I have two PowerEdge R710 servers, bought in 2010. The first one came up with an error message about a year ago, and today, the other one went down with the exact same error.
E171F PCIe fatal error on Bus 0 Device 4 Function 0.
On the first occation, I found descriptions telling me to shut down the server, drain the power, and remove/reinstall all the add in cards. This did not help at all on the first server, and I haven't bothered doing it on the second one. There is obviously a severe weakness on these servers. Can anyone tell me which component this refers to, so I may replace it?
What is the OS on the server? As different OS's have different methods. Bus 0 Device 4 function 0 is referring to something residing on the center riser. Is there anything installed in slot 1 or 2 on the riser? If not then the issue may be with the last slot, the raid controller.
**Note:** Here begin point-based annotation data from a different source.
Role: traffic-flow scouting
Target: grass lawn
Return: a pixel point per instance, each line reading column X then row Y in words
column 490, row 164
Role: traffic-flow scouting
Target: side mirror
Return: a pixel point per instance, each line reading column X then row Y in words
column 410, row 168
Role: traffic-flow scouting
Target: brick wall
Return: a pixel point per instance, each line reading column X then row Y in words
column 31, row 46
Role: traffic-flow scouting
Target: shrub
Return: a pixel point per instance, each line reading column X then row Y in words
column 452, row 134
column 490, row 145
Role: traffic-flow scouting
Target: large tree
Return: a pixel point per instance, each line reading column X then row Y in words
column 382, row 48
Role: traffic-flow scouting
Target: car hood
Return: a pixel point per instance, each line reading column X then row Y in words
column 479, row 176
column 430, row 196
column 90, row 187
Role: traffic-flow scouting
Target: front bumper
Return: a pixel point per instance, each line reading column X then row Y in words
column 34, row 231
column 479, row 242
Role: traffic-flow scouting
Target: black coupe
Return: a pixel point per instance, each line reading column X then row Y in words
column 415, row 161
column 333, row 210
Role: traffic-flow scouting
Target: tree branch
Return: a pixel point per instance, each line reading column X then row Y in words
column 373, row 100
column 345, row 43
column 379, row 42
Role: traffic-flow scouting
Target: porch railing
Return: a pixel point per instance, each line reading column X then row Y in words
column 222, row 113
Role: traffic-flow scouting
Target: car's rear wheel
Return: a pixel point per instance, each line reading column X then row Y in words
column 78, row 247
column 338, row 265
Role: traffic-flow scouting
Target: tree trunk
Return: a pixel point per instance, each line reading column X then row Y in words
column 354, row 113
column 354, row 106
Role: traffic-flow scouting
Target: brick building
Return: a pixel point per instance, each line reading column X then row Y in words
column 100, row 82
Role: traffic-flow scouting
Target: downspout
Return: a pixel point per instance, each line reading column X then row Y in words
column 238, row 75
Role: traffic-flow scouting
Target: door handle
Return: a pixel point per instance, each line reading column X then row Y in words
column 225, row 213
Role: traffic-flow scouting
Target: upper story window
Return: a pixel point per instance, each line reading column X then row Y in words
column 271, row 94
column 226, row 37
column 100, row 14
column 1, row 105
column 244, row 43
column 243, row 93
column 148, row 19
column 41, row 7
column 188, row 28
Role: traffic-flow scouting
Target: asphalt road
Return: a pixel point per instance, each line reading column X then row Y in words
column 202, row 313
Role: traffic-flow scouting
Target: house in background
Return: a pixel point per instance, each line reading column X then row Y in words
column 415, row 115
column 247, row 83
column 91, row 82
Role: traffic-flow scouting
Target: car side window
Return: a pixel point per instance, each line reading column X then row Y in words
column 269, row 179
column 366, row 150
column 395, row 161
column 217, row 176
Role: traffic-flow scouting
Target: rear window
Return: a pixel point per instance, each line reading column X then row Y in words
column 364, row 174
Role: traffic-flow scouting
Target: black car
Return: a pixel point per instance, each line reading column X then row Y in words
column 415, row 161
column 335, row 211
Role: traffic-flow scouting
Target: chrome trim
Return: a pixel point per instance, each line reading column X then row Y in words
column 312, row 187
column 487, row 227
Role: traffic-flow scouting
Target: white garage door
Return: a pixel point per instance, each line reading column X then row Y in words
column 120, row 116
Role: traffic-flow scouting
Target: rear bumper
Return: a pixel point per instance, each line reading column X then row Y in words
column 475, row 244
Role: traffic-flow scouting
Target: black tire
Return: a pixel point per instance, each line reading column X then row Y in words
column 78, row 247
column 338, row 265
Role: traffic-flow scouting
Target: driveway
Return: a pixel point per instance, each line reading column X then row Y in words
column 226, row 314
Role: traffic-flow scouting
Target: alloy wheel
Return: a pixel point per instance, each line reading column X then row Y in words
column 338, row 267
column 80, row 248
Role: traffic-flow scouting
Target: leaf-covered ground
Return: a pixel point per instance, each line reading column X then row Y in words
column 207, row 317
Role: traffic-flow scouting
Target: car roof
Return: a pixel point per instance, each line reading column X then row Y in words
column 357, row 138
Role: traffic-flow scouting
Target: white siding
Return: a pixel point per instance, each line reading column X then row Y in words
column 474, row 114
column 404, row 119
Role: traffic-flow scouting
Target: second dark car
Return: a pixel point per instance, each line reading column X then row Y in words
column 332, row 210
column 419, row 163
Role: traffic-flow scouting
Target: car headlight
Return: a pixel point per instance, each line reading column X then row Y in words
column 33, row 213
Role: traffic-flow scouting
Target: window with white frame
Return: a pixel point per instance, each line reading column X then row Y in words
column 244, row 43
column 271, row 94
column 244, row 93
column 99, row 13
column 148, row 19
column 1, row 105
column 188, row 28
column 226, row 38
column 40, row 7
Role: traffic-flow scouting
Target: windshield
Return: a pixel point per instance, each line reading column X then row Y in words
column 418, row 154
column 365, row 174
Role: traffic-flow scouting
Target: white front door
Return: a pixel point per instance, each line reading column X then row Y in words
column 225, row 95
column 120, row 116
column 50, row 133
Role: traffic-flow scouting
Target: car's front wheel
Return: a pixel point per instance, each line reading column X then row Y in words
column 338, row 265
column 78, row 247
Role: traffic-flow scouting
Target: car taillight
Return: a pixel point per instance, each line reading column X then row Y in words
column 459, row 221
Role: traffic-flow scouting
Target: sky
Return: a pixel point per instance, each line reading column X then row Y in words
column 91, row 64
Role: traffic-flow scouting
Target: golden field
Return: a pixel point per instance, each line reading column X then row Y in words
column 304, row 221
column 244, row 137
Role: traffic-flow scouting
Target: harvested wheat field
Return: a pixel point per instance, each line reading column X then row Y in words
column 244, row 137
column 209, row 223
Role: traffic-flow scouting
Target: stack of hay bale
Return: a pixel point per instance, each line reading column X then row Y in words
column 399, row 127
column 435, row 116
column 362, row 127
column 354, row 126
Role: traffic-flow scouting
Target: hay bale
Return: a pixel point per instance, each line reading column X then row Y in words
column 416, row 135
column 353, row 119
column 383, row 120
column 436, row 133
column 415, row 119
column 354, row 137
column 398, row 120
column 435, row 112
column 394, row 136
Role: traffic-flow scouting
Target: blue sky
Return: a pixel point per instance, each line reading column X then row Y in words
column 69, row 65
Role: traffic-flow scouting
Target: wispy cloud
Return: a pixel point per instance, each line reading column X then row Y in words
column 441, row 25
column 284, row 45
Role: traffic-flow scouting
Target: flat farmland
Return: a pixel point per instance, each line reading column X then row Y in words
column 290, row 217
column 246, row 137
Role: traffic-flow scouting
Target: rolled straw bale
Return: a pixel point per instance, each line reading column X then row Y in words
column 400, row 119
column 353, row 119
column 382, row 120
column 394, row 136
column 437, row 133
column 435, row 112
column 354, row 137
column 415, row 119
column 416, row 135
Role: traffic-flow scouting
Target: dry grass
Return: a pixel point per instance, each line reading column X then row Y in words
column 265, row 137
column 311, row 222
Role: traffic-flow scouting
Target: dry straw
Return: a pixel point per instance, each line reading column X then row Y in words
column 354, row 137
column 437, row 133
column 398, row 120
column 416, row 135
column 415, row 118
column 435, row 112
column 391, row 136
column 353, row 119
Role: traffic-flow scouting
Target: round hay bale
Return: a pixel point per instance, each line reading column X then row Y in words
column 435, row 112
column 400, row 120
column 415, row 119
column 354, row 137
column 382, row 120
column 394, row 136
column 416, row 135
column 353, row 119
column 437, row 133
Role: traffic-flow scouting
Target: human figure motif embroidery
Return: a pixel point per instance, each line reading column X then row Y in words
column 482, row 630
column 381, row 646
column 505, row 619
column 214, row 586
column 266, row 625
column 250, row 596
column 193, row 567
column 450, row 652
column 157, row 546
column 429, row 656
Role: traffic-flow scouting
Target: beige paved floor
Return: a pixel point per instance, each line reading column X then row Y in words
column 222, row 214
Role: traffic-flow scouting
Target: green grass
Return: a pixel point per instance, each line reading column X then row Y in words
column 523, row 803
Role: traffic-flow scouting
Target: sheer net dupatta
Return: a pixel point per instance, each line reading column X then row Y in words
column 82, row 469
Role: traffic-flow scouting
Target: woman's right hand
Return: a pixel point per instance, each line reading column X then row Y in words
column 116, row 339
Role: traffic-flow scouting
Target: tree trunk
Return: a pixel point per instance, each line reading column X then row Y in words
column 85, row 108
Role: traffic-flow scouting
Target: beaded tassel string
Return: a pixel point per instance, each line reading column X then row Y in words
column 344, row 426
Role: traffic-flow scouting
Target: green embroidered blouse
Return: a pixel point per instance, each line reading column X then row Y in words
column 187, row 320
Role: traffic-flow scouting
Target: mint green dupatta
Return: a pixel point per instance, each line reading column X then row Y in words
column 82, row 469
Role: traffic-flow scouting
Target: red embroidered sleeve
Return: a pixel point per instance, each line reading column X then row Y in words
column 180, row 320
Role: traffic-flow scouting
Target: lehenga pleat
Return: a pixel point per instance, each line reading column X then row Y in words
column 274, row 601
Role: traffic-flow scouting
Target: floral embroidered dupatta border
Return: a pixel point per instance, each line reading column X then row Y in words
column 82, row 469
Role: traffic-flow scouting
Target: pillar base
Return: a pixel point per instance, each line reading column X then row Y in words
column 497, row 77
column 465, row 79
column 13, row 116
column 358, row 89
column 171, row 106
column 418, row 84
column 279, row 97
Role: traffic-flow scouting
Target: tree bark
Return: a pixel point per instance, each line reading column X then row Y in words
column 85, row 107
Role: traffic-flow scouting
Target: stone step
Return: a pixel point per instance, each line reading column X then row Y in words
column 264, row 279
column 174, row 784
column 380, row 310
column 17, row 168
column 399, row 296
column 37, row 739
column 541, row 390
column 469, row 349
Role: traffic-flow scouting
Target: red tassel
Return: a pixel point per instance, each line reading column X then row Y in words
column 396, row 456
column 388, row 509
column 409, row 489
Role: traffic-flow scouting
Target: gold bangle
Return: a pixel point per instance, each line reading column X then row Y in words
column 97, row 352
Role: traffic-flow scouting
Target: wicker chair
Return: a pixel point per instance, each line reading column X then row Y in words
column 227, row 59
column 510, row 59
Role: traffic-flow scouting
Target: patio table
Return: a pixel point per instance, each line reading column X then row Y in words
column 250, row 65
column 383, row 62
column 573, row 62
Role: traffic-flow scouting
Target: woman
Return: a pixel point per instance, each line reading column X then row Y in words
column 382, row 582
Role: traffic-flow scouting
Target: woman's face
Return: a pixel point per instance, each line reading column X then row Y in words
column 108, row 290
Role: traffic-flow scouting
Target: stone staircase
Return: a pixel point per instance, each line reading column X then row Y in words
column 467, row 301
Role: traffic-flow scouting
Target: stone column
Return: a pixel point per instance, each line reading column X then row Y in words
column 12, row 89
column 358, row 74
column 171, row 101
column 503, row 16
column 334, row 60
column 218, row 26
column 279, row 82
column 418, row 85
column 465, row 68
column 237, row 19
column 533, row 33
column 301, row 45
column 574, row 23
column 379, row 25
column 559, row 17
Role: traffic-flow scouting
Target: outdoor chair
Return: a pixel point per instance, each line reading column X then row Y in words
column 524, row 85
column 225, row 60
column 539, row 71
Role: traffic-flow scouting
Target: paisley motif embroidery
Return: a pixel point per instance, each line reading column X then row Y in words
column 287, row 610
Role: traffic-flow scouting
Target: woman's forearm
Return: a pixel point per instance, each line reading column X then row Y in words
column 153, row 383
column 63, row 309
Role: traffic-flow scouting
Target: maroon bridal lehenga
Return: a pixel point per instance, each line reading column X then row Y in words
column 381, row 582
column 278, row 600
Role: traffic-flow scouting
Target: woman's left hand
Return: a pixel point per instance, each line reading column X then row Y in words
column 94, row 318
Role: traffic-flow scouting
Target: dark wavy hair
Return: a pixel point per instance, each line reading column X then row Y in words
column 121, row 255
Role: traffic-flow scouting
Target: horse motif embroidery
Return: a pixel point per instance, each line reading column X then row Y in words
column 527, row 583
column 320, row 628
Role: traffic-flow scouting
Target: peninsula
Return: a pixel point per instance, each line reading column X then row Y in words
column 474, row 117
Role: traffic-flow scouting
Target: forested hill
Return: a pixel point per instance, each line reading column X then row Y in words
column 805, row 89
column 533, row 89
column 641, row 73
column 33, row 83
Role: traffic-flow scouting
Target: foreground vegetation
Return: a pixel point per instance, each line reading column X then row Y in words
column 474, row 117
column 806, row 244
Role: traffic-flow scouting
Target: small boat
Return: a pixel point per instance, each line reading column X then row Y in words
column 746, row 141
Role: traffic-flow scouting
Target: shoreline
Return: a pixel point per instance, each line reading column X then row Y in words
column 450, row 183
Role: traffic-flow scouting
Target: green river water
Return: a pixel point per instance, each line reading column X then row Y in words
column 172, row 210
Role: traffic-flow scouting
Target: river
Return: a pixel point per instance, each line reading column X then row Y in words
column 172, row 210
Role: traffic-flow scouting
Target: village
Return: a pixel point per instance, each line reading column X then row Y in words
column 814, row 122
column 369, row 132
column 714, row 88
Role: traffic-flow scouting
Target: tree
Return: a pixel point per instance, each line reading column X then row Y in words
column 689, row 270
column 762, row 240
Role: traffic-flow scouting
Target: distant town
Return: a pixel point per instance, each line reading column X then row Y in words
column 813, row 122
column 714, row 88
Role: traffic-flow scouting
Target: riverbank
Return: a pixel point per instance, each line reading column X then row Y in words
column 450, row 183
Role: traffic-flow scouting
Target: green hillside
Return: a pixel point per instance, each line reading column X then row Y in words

Let us know what you see on the riser and we can go from there.
Riser 2 is empty. Riser 1 has the RAID-controller at the bottom, and a network card in the uppermost slot.
It seems to me, that the server fails whenever I put load on it. It may run for weeks without error, but if I try to actually use it, it fails.
I would say your best bet would be to try pulling that lone network card and seeing if it keeps flagging it. If it keeps doing it at that point my view on it is it's likely either the risers themselves or the raid controller as the error is clearly referencing the expansion slots.
Since the error occurs whenever i put load on the server, and the network card is not used (I use only the four onboard NIC's), I suupose there is not much of a chance that the error disappears if I remove the NIC.
Two identical servers + two indentical errors = hw sucks + my last Dell!